The program was developed mainly by non-formal methods, fully involving the participants in the experience: based on the idea that first, we experience ourselves, after, we transmit what we learned to others. Therefore the participants took part in several activities aimed to raise personal awareness, to foster direct interaction with other people and the connection with nature and to build more healthy habits concerning the use of technology. Moreover, the youth workers experienced the effect of staying disconnected from technology for 7 days: they left all technologic devices (phones, laptops, cameras, watches, music players, etc.) in a safe box for the duration of the program.
The project had 3 stages; i.e. preparation, training, and follow-up. During the preparation phase, the Greek participants invented a short activity (15-20 min); an Ice-breaker connected to the topic of disconnection from technologies and reconnection with oneself. They have successfully implemented the activity during the training course.
During the training course, participants had the chance to practice and increase their competencies in the field of youth work in relation to the main topic of this project: they received some theoretical inputs from the trainers, and with their support, each national team created their own workshops aimed to develop more healthy habits in relation to technology. The Greek participants, Katerina and Elias, worked together and came up with the Insta-S(t)ory workshop.
On 27th of June 2019, Katerina successfully implemented the Insta_S(t)ory workshop in her hometown, Patras, in the polyphonic choir building, as part of the dissemination process of the project; i.e. the 3rd and final stage.

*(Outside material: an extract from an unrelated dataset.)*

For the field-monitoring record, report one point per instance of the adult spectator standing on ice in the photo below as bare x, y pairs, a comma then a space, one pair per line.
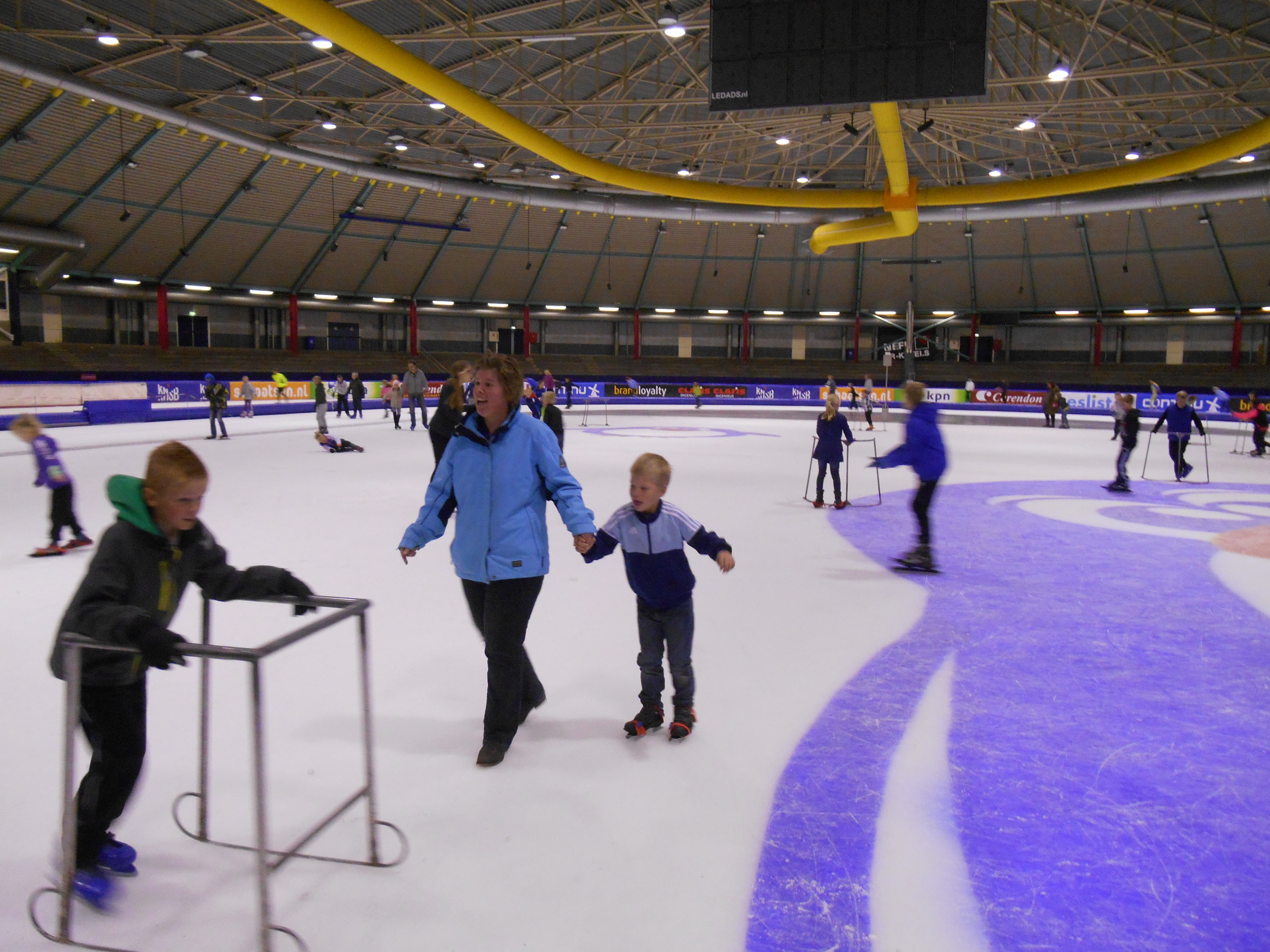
356, 390
416, 385
500, 470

Young people at the age of 15 -25 years old which attended the event increased the sensitivity towards their internet habits, the culture of uploading pictures and commenting on social media.
This workshop, together with the original energisers and ice-breakers created in the preparation phase, and the workshops of the other national teams, will be included in a manual that will be used and disseminated by the organisations involved in the project.
Katerina shared her thoughts with us after the full digital detox in Bergolo.
“Hello, my name is Katerina Papadopoulou, I am 25 years old, and I live in Greece. As a musician and Speech and Language therapist, I love working with children and young people. I wanted to find out a way to balance the technology usage because I already knew that the overuse is preventing the children’s development of communicational skills, but on the other side, I was also aware of the beneficial impact that technological progress brings. Another reason for joining the program was my curiosity in finding out exactly how “addicted” I was to technology.”
“During the project, I learned things about myself, the others and the use of technology. I understood that I could spend a wonderful time without my devices (phone, camera) and be even more relaxed because the need to check my emails and profiles was gone. It was amazing to see that we started to interact and talk more with each other when we gave away our devices. Of course, there were times when we missed the convenience of using technology, e.g. when we wanted to listen to music. However, the most obvious solution to this minor obstacle was for us to make music on our own.”
“All the activities and discussions we had made me aware that the problem is not the technology itself, but the way we tend to use it. I am now sure that If I train myself to be more aware of how I use my devices, i.e. to use them as a helpful tool and not to depend on them, I will improve my life. This fact I want to share with the youngsters I work with and help them become more communicative and active in the “real life”, which is happening now and not on the internet.”